A review paper by Massoumeh Ebtekar, the former vice-president of Iran and an immunologist at Tarbiat Modares University in Tehran, is to be retracted from an Iranian journal following allegations that it was almost entirely stitched together from other scientists' papers.

The paper came to light after a Nature News article about the Deja Vu web database at the University of Texas Southwestern Medical Center at Dallas, which lists articles with potential plagiarisms (see _Nature_ 455, 715; 2008). Among the resulting spike in hits, Harold Garner's team, which runs the database, noticed many came from Farsi-language forums and blogs in Iran (see http://alef.ir/content/view/32958).

What triggered Iranians' interest was an entry about a paper on cytokines and air pollution, published in 2006 in the Iranian Journal of Allergy, Asthma and Immunology (M. Ebtekar Iran. J. Allergy Asthma Immunol. 5, 47–56; 2006). Deja Vu claims that about 85% of the text comes from five papers by other researchers, with the chunks ranging from 5% to 30% of their content.

The article is a veritable patchwork of other people's work, word for word.

The sole author of the paper was Ebtekar, who served as spokeswoman for the militant students holding 52 Americans hostage in the US Embassy in Tehran during 1979–81. She went on to become vice-president in 1997 under reformist president Mohammad Khatami, and was elected to Tehran City Council in 2007.

Ebtekar was unavailable for comment and did not respond to e-mail queries from Nature.
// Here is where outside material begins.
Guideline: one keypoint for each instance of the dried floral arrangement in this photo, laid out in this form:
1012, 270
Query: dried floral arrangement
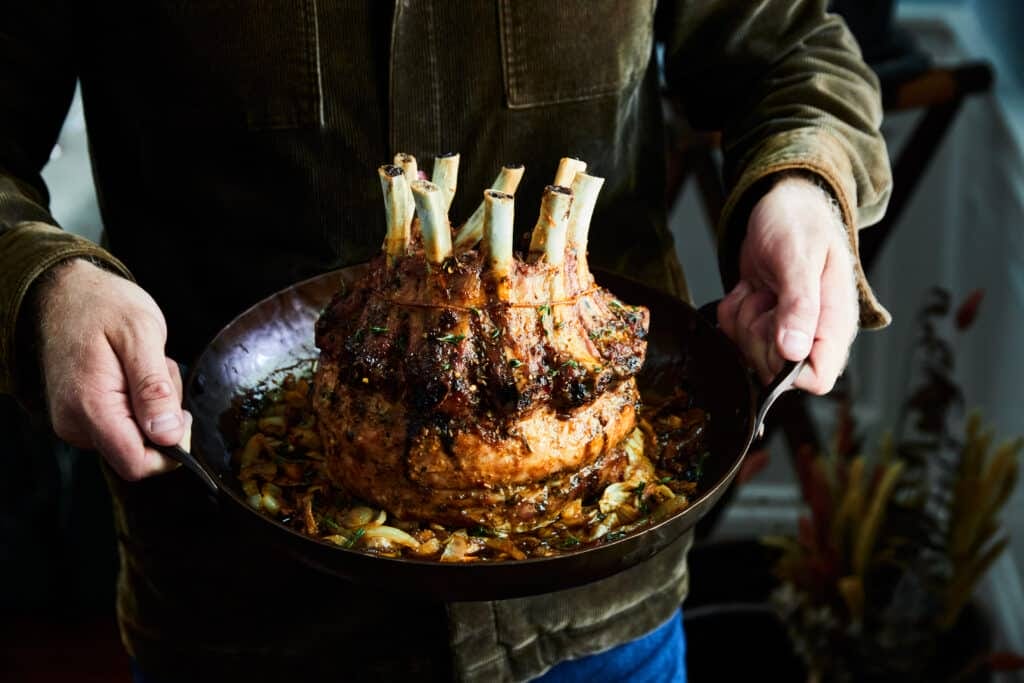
878, 579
But she admitted in a written response to Deja Vu, now posted on her own Farsi-language blog, that some paragraphs had been taken "without due reference to the authors which is a clear mistake". She blamed this on a student whom she says helped her with the manuscript. "I have apologized for my shortcomings and mistakes. I will take more care in writing my articles and preparing my manuscripts." Publishing the entry on Deja Vu, she said, went "too far in condemning people and smearing their reputation before they have a chance to respond".

Ian Mudway, a toxicologist at King's College London who authored an earlier paper cited by Deja Vu in Ebtekar's work and extensively copied in her paper, isn't impressed. "The article is a veritable patchwork of other people's work, word for word, grammatical error for grammatical error," he says.

Mohammad Eslami, editor-in-chief of the Iranian Journal of Allergy, Asthma and Immunology, told Nature that the article will be retracted and that the journal will publish an editorial re-emphasizing its policy on the duplication of published material.